The SaaS Security Survey 2022 ReportRun by CSA and Adaptive Shield, delves into the reality of this paradox, presenting data from today’s CISOs and security professionals. This article takes a look at key data points from the respondents and discusses what the solution could be for security teams.
SaaS apps in the hands of business departments
A typical organization uses a wide variety of SaaS apps (see Figure 1), from cloud data platforms, file sharing and collaboration apps, to CRM, project and work management, marketing automation, and much more. The need for each SaaS app fulfills a particular niche role required by the organization. Without the use of all these SaaS apps, a company could lag behind or take more time to achieve its KPIs.
The SaaS Security Survey 2022 Report reports that 40% of these apps are managed and owned by non-security teams such as sales, marketing, legal, etc. (see Figure 2). While the security and IT teams are said to be the primary destination for SaaS app management, it is the 40% of business departments that also participate and have full access that complicates the threat landscape.
Security teams cannot take away this ownership, as business application owners must maintain a high level of access to their relevant SaaS apps for optimal use. But without in-depth knowledge of security or vested interest (a security KPI that reflects their work product), it’s not reasonable for the security team to expect the business owner to ensure a high level of security in their SaaS.
Figure 2. Departments Managing SaaS Apps, SaaS Security Survey 2022 Report
Unpacking the SaaS App Ownership Paradox
When asked about the main reason for misconfiguration-induced security incidents (Figure 3), survey report respondents named these as the top four: (1) There are too many departments with access to security settings; (2) Lack of understanding of security settings when they are changed (3) Lack of knowledge of SaaS security; (4) Obfuscated User Rights. All of these reasons, overt or implied, can be attributed to the SaaS App Ownership Paradox.
The number one cause of security incidents caused by misconfigurations is that too many departments have access to security settings. This goes hand in hand with the following cause: lack of visibility when security changes are changed. A business department can make changes to an app setting to optimize usability without consulting or notifying the security department.
In addition, abused user permissions can easily be the result of a corporate department owner at the helm not paying close attention to app security. Often users are given privileged permissions that they don’t even need.
How security teams can regain control
With this shared responsibility model, the only efficient way to bridge this communication gap is a SaaS Security Posture Management (SSPM) platform. Hailed as a MUST HAVE solution to continuously assess security risks and manage the security posture of the SaaS applications in the “4 Must-Have Technologies That Made the Gartner Hype Cycle for Cloud Security, 2021”, such a solution can empower the security team on warn at any time. change of app configuration made by app owner and provide clear instructions on how to fix it through ticketing or collaboration management system.
With an SSPM solution, owned and managed by the organization’s security team, the security team can gain complete visibility into all of the company’s SaaS apps and their security settings, including user roles and permissions. W
Organizations can go one step further and let the app owners participate in the SSPM platform so that they can actively monitor and oversee all configurations in their own apps.
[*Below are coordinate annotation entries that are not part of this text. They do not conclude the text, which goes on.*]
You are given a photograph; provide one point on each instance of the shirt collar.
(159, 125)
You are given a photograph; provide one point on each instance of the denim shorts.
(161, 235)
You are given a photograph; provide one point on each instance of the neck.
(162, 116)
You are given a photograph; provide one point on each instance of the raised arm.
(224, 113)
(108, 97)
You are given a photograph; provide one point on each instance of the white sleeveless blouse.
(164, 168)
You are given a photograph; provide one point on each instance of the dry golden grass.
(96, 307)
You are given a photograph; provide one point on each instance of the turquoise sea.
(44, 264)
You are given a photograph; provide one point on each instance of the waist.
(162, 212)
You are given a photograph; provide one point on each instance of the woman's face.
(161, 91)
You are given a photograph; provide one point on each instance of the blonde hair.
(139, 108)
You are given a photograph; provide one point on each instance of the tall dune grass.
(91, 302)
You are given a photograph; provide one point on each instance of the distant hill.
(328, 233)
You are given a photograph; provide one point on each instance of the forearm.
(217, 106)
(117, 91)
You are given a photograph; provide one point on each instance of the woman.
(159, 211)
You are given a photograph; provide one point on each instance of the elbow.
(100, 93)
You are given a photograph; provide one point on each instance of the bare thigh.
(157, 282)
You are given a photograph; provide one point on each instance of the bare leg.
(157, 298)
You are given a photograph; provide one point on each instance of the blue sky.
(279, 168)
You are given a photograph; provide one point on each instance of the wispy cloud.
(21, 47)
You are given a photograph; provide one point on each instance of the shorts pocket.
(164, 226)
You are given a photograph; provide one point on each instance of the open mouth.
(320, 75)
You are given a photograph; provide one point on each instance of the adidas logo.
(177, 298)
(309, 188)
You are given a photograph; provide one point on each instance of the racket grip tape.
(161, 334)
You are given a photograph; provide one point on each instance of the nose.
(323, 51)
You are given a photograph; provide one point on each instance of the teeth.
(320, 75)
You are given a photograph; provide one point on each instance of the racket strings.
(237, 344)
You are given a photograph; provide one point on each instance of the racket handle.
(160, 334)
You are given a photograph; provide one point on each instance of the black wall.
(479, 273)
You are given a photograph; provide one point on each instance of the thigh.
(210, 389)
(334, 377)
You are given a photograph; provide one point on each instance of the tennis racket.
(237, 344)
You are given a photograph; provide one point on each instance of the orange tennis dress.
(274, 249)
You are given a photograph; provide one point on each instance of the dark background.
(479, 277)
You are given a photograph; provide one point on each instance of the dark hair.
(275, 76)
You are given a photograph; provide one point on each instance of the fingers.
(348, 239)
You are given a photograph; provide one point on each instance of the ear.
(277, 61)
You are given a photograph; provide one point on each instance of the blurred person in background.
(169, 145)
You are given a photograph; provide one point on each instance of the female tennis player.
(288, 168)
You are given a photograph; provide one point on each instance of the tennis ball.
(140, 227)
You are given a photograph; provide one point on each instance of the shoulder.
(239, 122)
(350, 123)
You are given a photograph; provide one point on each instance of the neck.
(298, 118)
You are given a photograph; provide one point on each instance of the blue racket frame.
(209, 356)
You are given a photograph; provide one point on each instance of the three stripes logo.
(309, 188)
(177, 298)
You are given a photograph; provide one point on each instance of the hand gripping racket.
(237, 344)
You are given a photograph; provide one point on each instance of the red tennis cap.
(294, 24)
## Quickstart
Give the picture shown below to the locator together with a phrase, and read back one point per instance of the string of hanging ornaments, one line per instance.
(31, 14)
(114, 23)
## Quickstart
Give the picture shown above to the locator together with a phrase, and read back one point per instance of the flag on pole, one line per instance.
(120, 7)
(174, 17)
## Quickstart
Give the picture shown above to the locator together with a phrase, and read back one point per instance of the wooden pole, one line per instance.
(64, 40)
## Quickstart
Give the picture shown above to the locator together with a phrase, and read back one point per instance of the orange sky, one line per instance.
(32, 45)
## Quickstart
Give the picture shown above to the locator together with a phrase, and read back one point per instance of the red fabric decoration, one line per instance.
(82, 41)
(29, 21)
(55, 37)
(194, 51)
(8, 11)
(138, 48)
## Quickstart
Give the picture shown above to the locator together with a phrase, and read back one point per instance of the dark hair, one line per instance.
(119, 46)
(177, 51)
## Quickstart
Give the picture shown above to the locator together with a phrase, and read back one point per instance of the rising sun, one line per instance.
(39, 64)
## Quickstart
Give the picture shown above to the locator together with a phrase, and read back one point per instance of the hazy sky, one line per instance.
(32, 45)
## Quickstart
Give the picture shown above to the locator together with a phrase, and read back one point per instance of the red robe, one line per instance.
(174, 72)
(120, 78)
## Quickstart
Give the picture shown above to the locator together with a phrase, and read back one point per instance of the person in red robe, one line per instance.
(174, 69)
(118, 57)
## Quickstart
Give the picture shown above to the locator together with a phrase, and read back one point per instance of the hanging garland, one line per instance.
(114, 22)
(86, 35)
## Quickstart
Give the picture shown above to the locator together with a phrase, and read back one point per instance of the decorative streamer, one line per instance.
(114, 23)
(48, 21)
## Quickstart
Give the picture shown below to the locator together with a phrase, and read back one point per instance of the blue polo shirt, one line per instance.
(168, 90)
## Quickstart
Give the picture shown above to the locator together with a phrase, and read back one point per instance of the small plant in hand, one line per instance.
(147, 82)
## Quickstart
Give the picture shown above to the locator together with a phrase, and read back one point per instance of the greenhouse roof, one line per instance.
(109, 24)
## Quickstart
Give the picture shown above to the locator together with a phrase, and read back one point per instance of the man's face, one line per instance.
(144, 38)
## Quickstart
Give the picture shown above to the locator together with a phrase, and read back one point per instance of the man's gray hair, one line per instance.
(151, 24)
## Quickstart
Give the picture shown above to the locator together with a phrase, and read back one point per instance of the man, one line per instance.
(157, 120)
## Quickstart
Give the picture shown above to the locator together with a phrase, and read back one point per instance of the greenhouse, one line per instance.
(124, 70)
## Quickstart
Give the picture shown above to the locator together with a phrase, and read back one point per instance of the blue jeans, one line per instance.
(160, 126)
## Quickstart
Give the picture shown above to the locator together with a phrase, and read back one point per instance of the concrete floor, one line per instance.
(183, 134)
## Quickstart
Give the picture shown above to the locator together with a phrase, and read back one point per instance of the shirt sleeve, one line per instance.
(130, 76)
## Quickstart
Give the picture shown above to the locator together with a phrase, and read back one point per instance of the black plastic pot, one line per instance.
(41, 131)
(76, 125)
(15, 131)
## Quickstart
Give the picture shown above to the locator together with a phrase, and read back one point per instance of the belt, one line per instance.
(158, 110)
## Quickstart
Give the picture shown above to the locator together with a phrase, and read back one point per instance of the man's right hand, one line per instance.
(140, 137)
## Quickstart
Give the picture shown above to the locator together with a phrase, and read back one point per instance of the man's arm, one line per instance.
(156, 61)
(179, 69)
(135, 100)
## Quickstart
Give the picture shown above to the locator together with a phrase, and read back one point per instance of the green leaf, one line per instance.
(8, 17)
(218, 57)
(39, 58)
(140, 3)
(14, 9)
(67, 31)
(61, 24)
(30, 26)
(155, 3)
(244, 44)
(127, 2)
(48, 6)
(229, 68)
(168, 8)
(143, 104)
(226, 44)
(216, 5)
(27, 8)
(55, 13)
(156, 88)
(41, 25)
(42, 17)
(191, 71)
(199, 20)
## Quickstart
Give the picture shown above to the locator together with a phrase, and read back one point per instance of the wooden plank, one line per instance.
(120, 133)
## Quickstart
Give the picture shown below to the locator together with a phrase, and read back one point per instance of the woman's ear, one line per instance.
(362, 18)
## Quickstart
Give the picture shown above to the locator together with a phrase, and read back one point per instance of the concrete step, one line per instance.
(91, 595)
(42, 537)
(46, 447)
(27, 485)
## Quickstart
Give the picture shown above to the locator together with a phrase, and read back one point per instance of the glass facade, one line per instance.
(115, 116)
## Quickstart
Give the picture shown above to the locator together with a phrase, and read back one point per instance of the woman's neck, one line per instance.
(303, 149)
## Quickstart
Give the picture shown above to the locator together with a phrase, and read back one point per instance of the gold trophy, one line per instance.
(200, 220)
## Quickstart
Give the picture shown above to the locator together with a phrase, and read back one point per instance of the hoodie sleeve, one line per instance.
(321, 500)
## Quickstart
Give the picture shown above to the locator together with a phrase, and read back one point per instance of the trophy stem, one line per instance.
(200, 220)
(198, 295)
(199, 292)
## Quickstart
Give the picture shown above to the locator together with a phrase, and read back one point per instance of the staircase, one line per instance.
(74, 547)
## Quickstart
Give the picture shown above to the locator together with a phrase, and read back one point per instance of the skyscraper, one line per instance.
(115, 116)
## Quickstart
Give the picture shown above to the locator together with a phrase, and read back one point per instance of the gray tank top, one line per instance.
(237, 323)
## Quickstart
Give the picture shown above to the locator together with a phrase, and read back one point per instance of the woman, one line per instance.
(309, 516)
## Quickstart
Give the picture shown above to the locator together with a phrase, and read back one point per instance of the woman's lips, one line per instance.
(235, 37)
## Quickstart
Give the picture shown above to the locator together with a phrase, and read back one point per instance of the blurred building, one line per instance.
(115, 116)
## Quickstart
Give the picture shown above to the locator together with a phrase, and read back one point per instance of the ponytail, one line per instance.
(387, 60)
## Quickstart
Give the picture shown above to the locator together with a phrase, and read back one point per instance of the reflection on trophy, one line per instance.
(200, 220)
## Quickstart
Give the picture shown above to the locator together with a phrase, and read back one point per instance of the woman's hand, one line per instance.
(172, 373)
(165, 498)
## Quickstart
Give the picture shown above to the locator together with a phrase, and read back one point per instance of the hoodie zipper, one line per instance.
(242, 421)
Using a scoped admin capability (Figure 4), the security team can grant app owners access to the apps they own and fix security vulnerabilities, under their supervision and direction.
There is no way to exclude corporate departments from accessing SaaS app security settings, and while users across the organization should be trained in basic SaaS security to reduce the risk that can be encountered by corporate departments, this doesn’t always happen or it’s just not enough. Organizations must implement a solution that helps prevent these situations by enabling visibility and control for the security team, alerting for configuration anomalies, audit logs that provide insight into actions within the SaaS apps, and scoped admins.